BILL CANNING (S 44-47)
It is some years since I have seen Bill Canning, and, having corresponded with him for much of the year I finally managed to meet up with him at his home in Somerset.
Bill was a Wilson Run winner and despite his advancing years he is very spritely and met me at the door as I walked up the drive. He had cooked a fine lunch and I was offered the chair by the window as we tucked in to homemade shepherds pie, followed by mince pie and cheese.
Bill, for those of you who don’t know, was Captain of HMS Broadsword during the Falklands conflict. I was Head of School during 1982, when the Navy was dispatched to the South Atlantic and I can remember sending a telegram to HMS Antelope, (to which Sedbergh School was aligned), when it found a bomb lodged in its bow. Bill remembers the bomb exploding and said it lit up the night sky, taking HMS Antelope with it.

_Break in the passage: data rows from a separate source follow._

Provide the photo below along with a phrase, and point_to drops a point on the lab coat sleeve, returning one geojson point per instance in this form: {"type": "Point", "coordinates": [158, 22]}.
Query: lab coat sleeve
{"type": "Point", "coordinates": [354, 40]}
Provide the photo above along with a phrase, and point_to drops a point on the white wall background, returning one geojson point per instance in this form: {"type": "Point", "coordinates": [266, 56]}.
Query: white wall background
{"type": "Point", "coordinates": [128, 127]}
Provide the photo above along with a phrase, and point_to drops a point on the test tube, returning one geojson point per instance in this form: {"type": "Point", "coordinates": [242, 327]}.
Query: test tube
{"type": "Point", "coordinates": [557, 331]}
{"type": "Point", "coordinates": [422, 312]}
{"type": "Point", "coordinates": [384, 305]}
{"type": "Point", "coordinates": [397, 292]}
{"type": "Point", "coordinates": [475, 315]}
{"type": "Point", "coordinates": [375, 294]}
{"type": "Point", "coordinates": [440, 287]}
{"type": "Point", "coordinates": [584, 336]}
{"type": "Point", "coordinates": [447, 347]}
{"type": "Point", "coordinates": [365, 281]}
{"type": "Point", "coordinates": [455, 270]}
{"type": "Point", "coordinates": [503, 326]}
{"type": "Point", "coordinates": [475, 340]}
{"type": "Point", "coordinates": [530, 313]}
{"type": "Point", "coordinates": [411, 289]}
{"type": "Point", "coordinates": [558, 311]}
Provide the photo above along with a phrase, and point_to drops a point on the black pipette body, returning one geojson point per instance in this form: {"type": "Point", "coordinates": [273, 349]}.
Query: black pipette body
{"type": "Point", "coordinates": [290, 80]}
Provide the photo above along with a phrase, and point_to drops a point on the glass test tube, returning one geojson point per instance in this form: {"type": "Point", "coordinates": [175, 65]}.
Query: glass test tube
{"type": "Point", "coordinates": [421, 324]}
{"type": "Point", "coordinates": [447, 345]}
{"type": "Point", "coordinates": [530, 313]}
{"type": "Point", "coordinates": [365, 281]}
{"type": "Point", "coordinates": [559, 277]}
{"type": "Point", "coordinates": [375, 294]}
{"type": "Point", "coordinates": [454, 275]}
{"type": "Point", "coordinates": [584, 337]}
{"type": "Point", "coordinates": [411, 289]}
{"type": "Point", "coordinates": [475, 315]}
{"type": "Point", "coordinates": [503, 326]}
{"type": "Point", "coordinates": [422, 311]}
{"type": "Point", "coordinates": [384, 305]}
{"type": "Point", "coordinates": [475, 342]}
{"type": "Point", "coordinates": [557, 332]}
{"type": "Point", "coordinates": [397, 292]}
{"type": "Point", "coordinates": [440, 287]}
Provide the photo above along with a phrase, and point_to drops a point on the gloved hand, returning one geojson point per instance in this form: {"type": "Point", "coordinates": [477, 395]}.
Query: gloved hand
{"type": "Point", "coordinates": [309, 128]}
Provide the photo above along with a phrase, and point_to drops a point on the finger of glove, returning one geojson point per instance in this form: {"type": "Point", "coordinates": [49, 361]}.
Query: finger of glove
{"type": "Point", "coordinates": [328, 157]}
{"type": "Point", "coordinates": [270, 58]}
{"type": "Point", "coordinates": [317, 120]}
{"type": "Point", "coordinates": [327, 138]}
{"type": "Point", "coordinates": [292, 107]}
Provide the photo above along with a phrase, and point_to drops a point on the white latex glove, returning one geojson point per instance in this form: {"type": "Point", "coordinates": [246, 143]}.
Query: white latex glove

Bill recounted his personal experience during the sinking of HMS Coventry. It was hit by three bombs and within twenty minutes had capsized, throwing over 200 men into the South Atlantic Sea. Bill describes the encounter as his ‘Cruel Sea’ moment (a reference to the film of the same name starring Jack Hawkins) where he had to decide whether to rescue the men or keep fighting. He continued the fight, made the area safe and then effected a rescue. ‘It was the right thing to do but a difficult decision at the time’ he said.
Bill is clearly a brave individual. He is very understated, he doesn’t glorify war, he simply had a job to do and did it to the best of his ability in challenging circumstances. It was a great honour to meet him, to ask him how one prepares for the enormity of such events, and how you lead under such duress.
If you want to know the answers to such questions Bill hopes to visit Sedbergh in the Summer when we will interview him on camera. We very much look forward to welcoming him. In fact it would be a great honour.